Dilekçelerin teatisi aşaması usulüne uygun tamamlanmakla taraf teşkili sağlanmış ve yine usulüne uygun olarak tahkikat aşamasına geçilmiştir.
DELİLLER:
Türkiye Noterler Birliği Başkanlığı’nın yazı cevabı, davalı sigorta şirketinin müzekkere cevabı, Sigorta Bilgi ve Gözetim Merkezi Müdürlüğü’nün yazı cevabı, kusur ve otomotiv bilirkişisi … … tarafından sunulan 09/05/2022 havale tarihli bilirkişi raporu dosyamız arasındadır.
Mahkememizce 12/04/2022 tarihli duruşmada verilen ara karar gereği dosyanın kusur ve otomotiv bilirkişisi … …’e tevdi ile uyuşmazlık tespiti göz önüne alınarak davacının davalılardan hasar bedelinden kaynaklı alacağı olup olmadığının ve ayrıca ekspertiz ücretinden kaynaklı alacağı olup olmadığının tespit ve değerlendirilmesi ile kazaya karışan araç sürücülerinin kusur durumlarının belirlenmesine yönelik hazırlanacak raporun Mahkememiz dosyasına sunulmasının istenilmesi üzerine adı geçen bilirkişi tarafından hazırlanan 09/05/2022 havale tarihli raporun dosyaya sunulduğu ve taraflara usulüne uygun olarak tebliğ edildiği görülmüştür. incelenmesinde” davacıya ait olan araç sürücüsü …’nın kazaya etken nitelikte davranışlarının olmadığı, davalı …’in ise kazaya etken niteliğinde davranışlarının olduğunun belirtildiği, kaza nedeni ile davacı aracında toplam 44.309,00 TL hasar meydana geldiğinin ve 794,92 TL ekspertiz rapor ücretinin rayiç değerlere uygun olduğunun” belirtildiği, raporun taraf vekillerine 15/05/2022 tarihinde tebliğ edildiği, davalı sigorta şirketince rapora itiraz ile ATK’dan rapor alınmasının talep edildiği, davacı ve davalı … tarafından rapora beyan yahut itirazda bulunulmadığı görülmüştür.

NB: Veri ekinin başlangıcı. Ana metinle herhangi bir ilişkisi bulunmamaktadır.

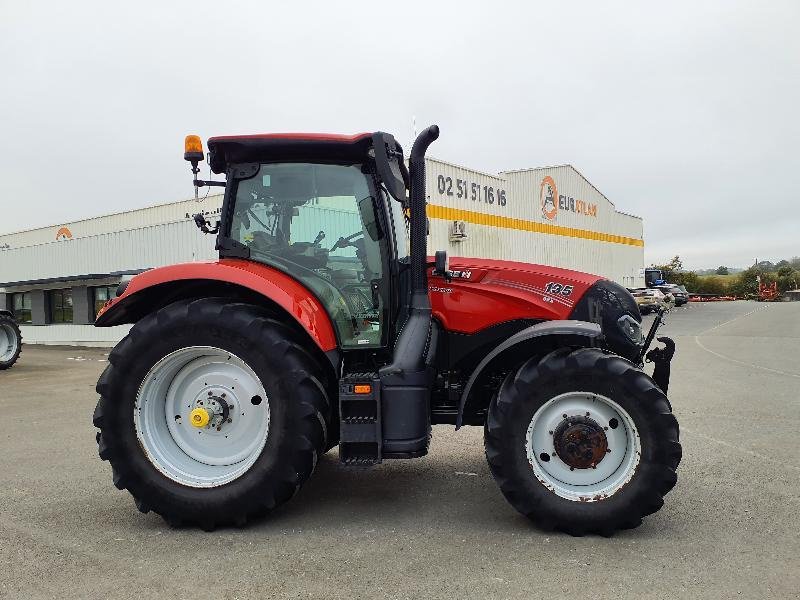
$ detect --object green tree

Davacı vekili tarafında 24/05/2022 havale tarihli değer artırım dilekçesinin sunulduğu, başlangıçta belirtilen 100,00 TL’lik hasar tutarının rapor doğrultusunda 44.309,00 TL’ye yükseltildiğinin belirtildiği ve 43.000,00 TL’sinden sigorta şirketinin temerrüt tarihinde itibaren, 44.309,00 TL’sinden ise …’in olay tarihinden itibaren yasal faizi ile davalılardan müştereken ve müteselsilen tahsili ile 794,92 TL hasar ekspertiz giderinin de yine davalılardan müştereken ve müteselsilen tahsilinin talep edildiği ayrıca davalılarda arabulculuk vekalet ücretinin tahsilinin de talep edildiği, dilekçenin davalılar vekillerine ayrı ayrı 29/05/2022 tarihinde tebliğ edildiği, davalı sigorta şirketi vekilince talep artırım dilekçesine itirazda bulunulduğu anlaşılmıştır.

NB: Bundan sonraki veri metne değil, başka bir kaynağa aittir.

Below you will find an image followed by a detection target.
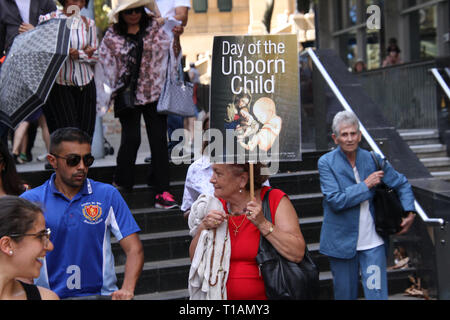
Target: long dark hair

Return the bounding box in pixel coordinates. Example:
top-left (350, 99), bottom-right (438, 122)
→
top-left (0, 196), bottom-right (43, 241)
top-left (0, 142), bottom-right (25, 196)
top-left (113, 7), bottom-right (152, 36)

DELİLLERİN DEĞERLENDİRİLMESİ VE GEREKÇE:
Mahkememizce yapılan yargılama sonucunda; tarafların iddia ve savunmaları, deliller ve tüm dosya kapsamına göre;
Yapılan inceleme neticesinde …/…/… tarihinde dava dışı … … sevk ve idaresindeki … … … plakalı sayılı otomobil ile davalı … … …’ın sevk ve idaresindeki … … … plaka sayılı otomobil arasında maddi hasarlı trafik kazasının meydana geldiği, kaza neticesinde araç sürücülerince kendi aralarında aynı tarihli trafik kazası tespit tutanağının tutulduğu, … tarafından sevk ve idare edilen aracın Mahkememiz davacısına ait olduğu ve … tarafından sevk ve daire edilen aracın kaza tarihi itibariyle diğer davalı olan sigorta şirketine ZMMS ile sigortalı olduğu, bu kazadan kaynaklı olarak hasar giderilmesi talebi ile davalı sigorta şirketine KTK 97. maddesi uyarınca 19/04/2021 teslim tarihli dilekçe ile başvuruda bulunulduğu davalı yanca hasara ilişkin herhangi bir ödemenin yapılmadığı konularında bir uyuşmazlık olmadığı tespit edilmiştir.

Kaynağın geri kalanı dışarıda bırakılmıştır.